Among them was 16-year-old Connor Garland of Belgrade, who suffered multiple fractures and was being treated at Boston Children's Hospital, McCausland said. A hospital spokeswoman said he was in fair condition Sunday night. About a half-dozen other injured people remained hospitalized Sunday afternoon but their injuries did not appear life-threatening, Davis said.
Kathy Mathieu of Oakland, whose son Zachary is a close friend of Garland's, said Charette and Garland attended the school's homecoming celebration together last week. She said the community is planning a fundraiser for Charette's family.
"Everybody is doing everything they can to help this family," Mathieu said. "There are no words to express the sorrow for the parents."
Charette was a member of the school's girls' soccer team. Garland is a member of the Central Maine Owls, a 15-and-under baseball team that won the state championship this year.

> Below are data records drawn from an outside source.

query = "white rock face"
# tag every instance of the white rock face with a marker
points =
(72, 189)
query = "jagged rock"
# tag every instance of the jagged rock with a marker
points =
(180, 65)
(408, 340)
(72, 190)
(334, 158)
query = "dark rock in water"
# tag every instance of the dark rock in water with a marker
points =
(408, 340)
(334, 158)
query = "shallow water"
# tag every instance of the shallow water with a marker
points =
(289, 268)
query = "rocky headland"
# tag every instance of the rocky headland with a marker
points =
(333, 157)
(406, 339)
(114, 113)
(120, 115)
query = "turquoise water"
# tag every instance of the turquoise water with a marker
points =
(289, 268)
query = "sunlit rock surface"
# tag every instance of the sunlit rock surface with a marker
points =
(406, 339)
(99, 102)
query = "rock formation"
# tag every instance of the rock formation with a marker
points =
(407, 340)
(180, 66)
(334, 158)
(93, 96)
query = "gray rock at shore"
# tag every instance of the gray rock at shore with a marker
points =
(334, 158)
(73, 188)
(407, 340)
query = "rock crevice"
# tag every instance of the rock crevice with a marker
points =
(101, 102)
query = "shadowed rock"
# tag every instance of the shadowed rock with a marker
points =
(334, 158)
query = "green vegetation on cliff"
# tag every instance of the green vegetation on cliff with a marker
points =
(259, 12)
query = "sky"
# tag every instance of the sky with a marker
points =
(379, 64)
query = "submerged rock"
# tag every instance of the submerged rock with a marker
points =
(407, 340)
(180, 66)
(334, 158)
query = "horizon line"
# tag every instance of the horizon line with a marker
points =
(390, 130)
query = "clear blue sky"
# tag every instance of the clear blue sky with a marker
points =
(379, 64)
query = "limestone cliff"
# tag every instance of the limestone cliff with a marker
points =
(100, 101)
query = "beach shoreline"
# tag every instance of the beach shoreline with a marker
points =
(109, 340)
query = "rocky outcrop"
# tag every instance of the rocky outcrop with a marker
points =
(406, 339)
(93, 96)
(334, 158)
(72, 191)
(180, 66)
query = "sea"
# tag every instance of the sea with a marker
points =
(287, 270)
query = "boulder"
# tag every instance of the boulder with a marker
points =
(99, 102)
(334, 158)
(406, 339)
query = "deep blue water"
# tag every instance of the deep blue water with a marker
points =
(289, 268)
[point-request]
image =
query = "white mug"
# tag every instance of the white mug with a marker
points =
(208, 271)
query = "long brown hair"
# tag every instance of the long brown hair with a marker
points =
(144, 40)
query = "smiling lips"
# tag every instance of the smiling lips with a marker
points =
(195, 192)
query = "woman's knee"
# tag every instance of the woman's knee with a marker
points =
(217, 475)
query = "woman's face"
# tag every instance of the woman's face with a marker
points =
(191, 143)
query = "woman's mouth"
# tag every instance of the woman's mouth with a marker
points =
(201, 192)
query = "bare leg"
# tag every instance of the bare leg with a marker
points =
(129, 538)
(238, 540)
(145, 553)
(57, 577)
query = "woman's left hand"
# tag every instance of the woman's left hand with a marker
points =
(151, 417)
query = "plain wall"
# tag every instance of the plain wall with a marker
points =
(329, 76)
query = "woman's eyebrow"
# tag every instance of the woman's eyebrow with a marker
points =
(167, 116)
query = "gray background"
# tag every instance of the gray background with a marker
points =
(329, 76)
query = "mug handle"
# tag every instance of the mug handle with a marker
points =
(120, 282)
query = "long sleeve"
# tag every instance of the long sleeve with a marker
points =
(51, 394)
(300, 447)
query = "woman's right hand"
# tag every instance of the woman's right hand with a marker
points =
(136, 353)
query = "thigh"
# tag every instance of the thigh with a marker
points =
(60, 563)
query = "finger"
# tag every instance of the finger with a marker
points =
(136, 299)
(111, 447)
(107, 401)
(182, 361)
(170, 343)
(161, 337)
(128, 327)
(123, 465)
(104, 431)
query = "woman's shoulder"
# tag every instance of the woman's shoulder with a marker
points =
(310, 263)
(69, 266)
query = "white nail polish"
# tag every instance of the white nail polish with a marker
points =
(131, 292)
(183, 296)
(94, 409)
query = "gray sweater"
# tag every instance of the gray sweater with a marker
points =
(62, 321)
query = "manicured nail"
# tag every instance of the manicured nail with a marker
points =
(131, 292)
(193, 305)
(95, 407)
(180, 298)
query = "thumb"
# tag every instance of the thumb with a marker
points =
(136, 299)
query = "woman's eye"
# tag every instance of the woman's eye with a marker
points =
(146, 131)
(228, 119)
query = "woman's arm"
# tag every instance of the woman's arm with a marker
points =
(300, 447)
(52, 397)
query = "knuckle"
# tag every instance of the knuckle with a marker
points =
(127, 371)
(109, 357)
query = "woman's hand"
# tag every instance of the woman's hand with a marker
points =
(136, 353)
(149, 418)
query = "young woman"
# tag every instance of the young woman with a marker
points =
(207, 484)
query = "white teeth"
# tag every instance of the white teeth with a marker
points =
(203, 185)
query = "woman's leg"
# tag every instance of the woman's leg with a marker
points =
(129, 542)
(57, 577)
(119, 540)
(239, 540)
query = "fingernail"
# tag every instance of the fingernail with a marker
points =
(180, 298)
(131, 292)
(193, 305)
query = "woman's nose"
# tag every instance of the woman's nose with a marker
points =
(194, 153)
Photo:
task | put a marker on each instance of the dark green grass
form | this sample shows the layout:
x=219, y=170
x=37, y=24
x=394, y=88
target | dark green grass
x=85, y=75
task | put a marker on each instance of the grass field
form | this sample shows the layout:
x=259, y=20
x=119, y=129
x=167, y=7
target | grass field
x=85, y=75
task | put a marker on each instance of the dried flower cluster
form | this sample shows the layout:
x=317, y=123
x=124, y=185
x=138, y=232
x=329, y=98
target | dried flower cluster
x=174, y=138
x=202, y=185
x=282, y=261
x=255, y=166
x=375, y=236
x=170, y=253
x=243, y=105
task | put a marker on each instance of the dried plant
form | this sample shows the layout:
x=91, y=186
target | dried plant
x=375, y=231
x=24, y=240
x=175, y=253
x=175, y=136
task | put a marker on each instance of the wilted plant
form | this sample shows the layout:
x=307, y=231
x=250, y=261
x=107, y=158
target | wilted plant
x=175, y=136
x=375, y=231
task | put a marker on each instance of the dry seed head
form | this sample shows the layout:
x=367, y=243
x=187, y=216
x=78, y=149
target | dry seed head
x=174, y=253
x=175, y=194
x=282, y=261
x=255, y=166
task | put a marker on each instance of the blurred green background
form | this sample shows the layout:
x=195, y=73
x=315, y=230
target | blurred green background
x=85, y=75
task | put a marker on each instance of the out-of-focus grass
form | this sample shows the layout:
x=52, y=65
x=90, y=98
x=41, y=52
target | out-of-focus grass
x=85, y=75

Messalonskee Principal Jon Moody sent a statement to the school community saying grief counselors would be available at the school this week.
The hay wagon was being pulled by a 1979 Jeep when it crashed, according to the fire marshal's office. The driver, identified by police as David Brown, 54, of South Paris, was among those injured. Authorities said he underwent surgery late Saturday and was released from the hospital Sunday. Brown is an experienced trucker who has a commercial driver's license, according to a spokesman for the farm.
Several actors participating in the ride's scenes assisted the injured riders and likely helped prevent the accident from being even worse, Davis said.
The sprawling farm is set on a forested hill about 25 miles southwest of Augusta, set back from a two-lane road. The owners have been hosting the haunted ride for about five years, farm spokesman Scott Lansley said. The tour's narrator was among the other 19 people authorities said were injured, he said.
Saturday night was a busy night for the ride, with more than 500 patrons, Lansley said. The entire park was evacuated after the crash.
"Our hearts and prayers go out to the family," Lansley said. "We're a tight community. This is really a tragedy for us."